Ausser als Kreditgeber und Pfandleiher wirken Juden vereinzelt auch als Ärzte. Anders als beispielsweise in Strassburg sind die Juden in den Schweizer Städten nicht zum Wehrdienst verpflichtet, zumal ihnen kein Waffenrecht zusteht.
Synagogen
Die Gemeinden dürften nie mehr als etwa hundert Personen, verteilt auf drei Generationen, gezählt haben. Synagogen sind für Basel, Genf, Lausanne, Luzern, Murten, Solothurn, Schaffhausen, Diessenhofen und Zürich bezeugt. Bauliche Reste sind ausser in Zürich bis jetzt nicht bekannt. Ein archäologisch erfasster Judenfriedhof besteht in Basel bis 1349.

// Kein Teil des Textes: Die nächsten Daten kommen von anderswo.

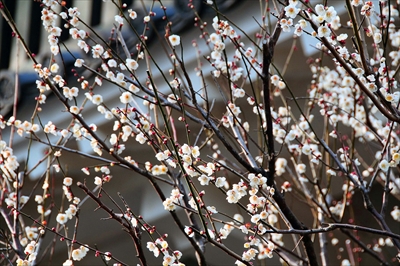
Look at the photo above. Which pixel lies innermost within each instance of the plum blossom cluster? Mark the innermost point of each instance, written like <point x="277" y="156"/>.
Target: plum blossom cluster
<point x="355" y="100"/>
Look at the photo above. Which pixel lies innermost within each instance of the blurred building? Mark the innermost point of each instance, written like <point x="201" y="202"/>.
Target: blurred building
<point x="106" y="234"/>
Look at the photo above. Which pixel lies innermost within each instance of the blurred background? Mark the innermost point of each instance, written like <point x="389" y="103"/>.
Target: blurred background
<point x="94" y="230"/>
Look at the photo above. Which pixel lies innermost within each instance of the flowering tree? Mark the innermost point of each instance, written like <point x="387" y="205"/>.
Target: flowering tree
<point x="341" y="132"/>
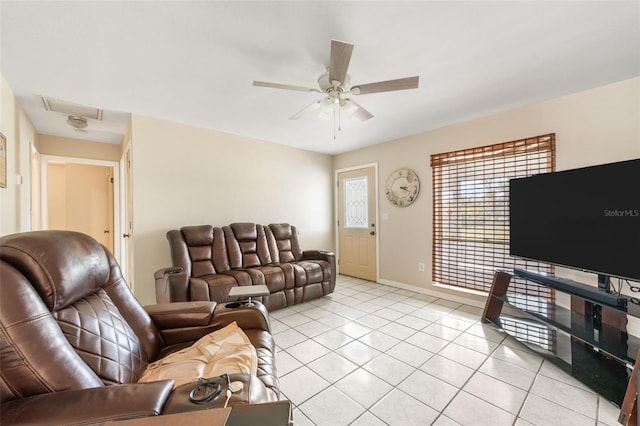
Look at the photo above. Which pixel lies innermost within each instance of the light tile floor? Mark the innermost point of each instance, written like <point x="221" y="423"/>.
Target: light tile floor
<point x="370" y="354"/>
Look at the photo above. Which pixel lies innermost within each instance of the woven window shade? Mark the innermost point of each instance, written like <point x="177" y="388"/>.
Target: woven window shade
<point x="471" y="212"/>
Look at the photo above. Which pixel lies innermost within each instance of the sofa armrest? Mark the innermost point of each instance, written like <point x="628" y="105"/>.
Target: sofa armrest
<point x="181" y="314"/>
<point x="89" y="406"/>
<point x="254" y="316"/>
<point x="329" y="256"/>
<point x="172" y="285"/>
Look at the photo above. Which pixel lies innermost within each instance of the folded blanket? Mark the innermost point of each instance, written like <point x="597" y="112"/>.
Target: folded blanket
<point x="225" y="351"/>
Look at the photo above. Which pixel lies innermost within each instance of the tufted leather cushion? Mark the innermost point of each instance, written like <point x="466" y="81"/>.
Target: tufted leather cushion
<point x="286" y="237"/>
<point x="29" y="367"/>
<point x="103" y="339"/>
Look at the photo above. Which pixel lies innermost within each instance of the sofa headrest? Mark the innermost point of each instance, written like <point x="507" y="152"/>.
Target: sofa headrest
<point x="62" y="266"/>
<point x="200" y="235"/>
<point x="244" y="231"/>
<point x="282" y="231"/>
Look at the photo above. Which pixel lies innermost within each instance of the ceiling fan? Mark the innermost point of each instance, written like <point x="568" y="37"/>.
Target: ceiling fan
<point x="335" y="83"/>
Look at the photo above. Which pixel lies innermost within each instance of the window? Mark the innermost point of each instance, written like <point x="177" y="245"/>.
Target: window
<point x="471" y="211"/>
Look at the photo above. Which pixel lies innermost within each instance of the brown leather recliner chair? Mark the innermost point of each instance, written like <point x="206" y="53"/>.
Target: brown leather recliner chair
<point x="74" y="340"/>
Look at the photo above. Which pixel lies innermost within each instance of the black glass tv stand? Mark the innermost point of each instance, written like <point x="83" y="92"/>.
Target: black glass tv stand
<point x="589" y="339"/>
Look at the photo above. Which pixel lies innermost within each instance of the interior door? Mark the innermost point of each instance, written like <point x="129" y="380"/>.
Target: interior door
<point x="357" y="223"/>
<point x="127" y="246"/>
<point x="80" y="198"/>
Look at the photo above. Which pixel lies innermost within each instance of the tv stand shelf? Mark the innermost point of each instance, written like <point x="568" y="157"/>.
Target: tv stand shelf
<point x="588" y="340"/>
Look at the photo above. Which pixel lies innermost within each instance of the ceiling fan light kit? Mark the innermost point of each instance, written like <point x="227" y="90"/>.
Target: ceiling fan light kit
<point x="335" y="83"/>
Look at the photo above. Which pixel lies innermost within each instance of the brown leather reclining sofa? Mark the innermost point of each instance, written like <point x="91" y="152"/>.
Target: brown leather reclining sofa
<point x="74" y="340"/>
<point x="208" y="261"/>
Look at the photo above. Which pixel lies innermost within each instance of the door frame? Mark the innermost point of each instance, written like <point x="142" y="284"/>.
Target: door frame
<point x="45" y="160"/>
<point x="377" y="208"/>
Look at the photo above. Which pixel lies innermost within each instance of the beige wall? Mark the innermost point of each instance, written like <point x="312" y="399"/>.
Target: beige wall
<point x="183" y="175"/>
<point x="15" y="199"/>
<point x="77" y="148"/>
<point x="592" y="127"/>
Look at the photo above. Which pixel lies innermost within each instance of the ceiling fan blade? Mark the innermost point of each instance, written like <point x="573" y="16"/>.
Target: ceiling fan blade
<point x="285" y="86"/>
<point x="355" y="109"/>
<point x="339" y="62"/>
<point x="386" y="86"/>
<point x="306" y="110"/>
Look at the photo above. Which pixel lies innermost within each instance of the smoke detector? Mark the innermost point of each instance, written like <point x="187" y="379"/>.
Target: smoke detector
<point x="77" y="122"/>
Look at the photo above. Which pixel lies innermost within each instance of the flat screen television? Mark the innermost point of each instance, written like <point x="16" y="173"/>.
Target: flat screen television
<point x="586" y="219"/>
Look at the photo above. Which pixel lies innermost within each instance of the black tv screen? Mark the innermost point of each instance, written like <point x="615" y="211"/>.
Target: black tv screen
<point x="587" y="218"/>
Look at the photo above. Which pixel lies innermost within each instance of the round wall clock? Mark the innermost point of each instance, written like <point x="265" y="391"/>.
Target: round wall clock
<point x="402" y="187"/>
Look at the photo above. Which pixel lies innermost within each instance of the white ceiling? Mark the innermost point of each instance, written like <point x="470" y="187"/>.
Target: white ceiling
<point x="194" y="62"/>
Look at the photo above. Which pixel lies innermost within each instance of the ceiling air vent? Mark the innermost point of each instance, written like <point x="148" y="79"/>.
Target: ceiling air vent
<point x="68" y="108"/>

Auf Wohlstand lassen die aufwändig gefertigten Basler Grabsteine schliessen. Fresken in Zürich aus der ersten Hälfte des 14. Jahrhunderts mit hebräischen Inschriften im Haus der Brüder Rabbi Moses und Mordechai ben Menachem und deren Mutter Minne bilden ein seltenes Zeugnis für eine jüdische Repräsentationskultur. Rabbi Moses ist der Verfasser des Zürcher SEMKs (Sefer Mitzvot Katan), eines bis heute gebräuchlichen rabbinischen Kommentars. Umgekehrt enthalten Skelettreste aus dem ersten Basler Judenfriedhof, die 2002 bei Bauarbeiten unter dem Kollegienhaus der Universität zum Vorschein gekommen sind, Anzeichen eines schlechten Gesundheitszustandes und verschiedener Mangelerkrankungen. (Diese Gebeine sind nach ihrer Untersuchung im heutigen Basler Judenfriedhof ordnungsgemäss beigesetzt worden.)
Keine Ghettos
Verständlicherweise wohnen die Juden möglichst nahe bei der Synagoge, sie sind aber nicht in einem Ghetto eingeschlossen. Die Berner Juden leben in einer eigenen, mit einem Tor abgegrenzten Gasse. In Basel, Zürich und anderen Städten ist es den Juden möglich, Liegenschaften zu erwerben und zu vermieten.
Den Juden werden ausser der kaiserlichen „Judensteuer“ vielfache Abgaben auferlegt, namentlich für die Aufenthaltsbewilligung. Dazu kommen Zoll- und Bestattungsgebühren sowie hohe Bussen für Gesetzesübertretungen wie unerlaubte Tätigkeiten, sexuelle Kontakte mit Christinnen und angebliche Schmähworte gegen die christliche Religion.
Relativ sicher bis ins 14. Jahrhundert. Ihre Unentbehrlichkeit im Wirtschaftsleben schützt die Juden in den Schweizer Städten zunächst vor Vertreibungen. Eine Ausnahme bildet eine Verfolgung von 1288 in Bern, wo es wegen eines angeblichen Ritualmordes an einem Kind zu Hinrichtungen und Ausweisungen kommt. Bis gegen die Mitte des 14. Jahrhunderts hin bleibt aber der teuer erkaufte Rechtschutz wirksam. Es gibt sogar Anzeichen dafür, dass um 1300 Juden, die vor den Verfolgungen in Frankreich fliehen müssen, in Basel und anderen Städten Aufnahme gefunden haben.